I've been re-reading The Trial, and making notes as I go, marginalia. Paradoxically, I find that if I'm totally immersed in a book/text, I can make little of it, the experience is too complete. A little critical distance needs to be maintained in order to have something to say about what you have just read. It's a lower order of reading. Proper engagement is a lived experience. Some texts I refuse to comment on, because I read them over and over in order to live in them, and they in me. Moby Dick I read annually, and I look forward to it the way one looks forward to going abroad on holiday. I go live there for a while, and come back changed. I think The Trial is one of those books that displaces you outside of itself, in jolts of estrangement. It generates commentary as an attempt to assimilate it's strangeness. I think it is a primary text in the way The Book of Job is a primary text. There's no way I would want to live inside the Book of Job, or allow it to interiorise itself in me without critical examination. Likewise The Trial. Always read such books with a pencil handy, a sharp one.
- People watching in silence - witnesses. e.g. The old woman neighbour in the opening pages.
- Eavesdroppers not within direct line of vision.
- Does K acquiesce voluntarily in his own arrest and trial?
- The Law. This appears to be something different from the civic laws and customs of his country as K is familiar with them.
- On two occasions at the time of his arrest K considers action that would be decisive in denying it's actuality, but on both occasions is stopped by considerations relating to his 'advantage' and 'superiority' over the warders. Is K being decoyed into some kind of game theory or scenario? Is it a maze of his own construction deriving out of self-considerations and ploys designed by him to preserve and bolster his self?
- An abstract arrest?
- 1st interrogation - the audience Rabbinical, exegetical?
- Why is the interrogation chamber located in a suburban street, accessed, once there, through a room in a tenement block?
- Leni - K's kiss to her fingers: Leni's response! Things we only half-mean or intend given back with the full force of their meaning as if we had fully intended them?

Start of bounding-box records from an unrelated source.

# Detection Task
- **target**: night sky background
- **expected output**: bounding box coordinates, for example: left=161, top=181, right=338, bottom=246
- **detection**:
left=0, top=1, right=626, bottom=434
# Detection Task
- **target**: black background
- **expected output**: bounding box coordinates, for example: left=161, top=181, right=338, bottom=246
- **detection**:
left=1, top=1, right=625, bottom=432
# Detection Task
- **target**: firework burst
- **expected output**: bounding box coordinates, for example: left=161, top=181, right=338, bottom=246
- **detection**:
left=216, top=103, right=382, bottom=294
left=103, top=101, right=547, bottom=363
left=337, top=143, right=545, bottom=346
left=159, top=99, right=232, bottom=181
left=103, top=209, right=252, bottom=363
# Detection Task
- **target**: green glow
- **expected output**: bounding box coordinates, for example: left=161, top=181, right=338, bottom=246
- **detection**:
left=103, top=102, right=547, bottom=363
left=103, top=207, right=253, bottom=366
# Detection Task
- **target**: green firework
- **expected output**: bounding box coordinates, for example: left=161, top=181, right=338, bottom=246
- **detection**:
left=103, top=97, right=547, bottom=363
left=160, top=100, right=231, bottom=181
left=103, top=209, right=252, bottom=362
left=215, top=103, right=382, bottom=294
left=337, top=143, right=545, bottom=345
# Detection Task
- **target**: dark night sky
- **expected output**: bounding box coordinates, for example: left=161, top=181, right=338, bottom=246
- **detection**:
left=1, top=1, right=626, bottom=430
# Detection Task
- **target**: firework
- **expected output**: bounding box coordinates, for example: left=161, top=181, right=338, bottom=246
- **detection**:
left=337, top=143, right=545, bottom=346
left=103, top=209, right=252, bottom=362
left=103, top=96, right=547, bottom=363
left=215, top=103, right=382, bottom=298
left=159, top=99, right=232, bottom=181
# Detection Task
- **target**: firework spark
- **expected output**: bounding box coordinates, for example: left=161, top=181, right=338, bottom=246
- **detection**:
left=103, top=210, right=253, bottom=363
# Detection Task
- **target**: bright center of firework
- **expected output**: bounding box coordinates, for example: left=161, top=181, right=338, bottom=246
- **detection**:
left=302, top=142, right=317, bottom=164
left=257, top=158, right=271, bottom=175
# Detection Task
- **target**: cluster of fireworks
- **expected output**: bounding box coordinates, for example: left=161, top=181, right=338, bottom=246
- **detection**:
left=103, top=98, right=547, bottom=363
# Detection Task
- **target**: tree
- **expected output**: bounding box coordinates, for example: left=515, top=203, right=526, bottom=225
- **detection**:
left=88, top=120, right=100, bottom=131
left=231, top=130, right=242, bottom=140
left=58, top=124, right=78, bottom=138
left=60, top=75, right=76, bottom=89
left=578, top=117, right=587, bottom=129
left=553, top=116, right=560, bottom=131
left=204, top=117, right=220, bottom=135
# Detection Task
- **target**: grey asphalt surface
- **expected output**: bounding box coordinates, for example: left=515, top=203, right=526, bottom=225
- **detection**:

- Is the sense of dislocated meaning, of the imbalance between intention and response, indicative of K's guilt, symptomatic of it, or the thing which he is guilty of?
- Where to locate meaning in Kafka?
- "remote, inaccessible courts", inward structures of exegesis. Fractal.
- Imbalance between intention and response, between cause and effect, the most lucid, economical and rational description, and that which it describes. Strategies of rationality applied to the enigmatic, bestial and grotesque. The whole machinery of exegesis, of commentary and explication, running at full tilt to correct the imbalance.
- Distant valedictory gestures: signals inviting but resisting decipherment.
- The Law. Admittance to The Law. A man seeks admittance, why? Is The Law structure and meaning? Is The Law in it's purity, The Law itself, as opposed to it's interpretations and exegesis, the answer to the imbalance noted above?
- At the end, K and his executioners form a Triptych, on their way to K's execution. Then as if a painting of St Stephen with a tiny urban landscape in the distance grossly intruded upon at the moment of his death by the brutal faces of two clowns, his executioners.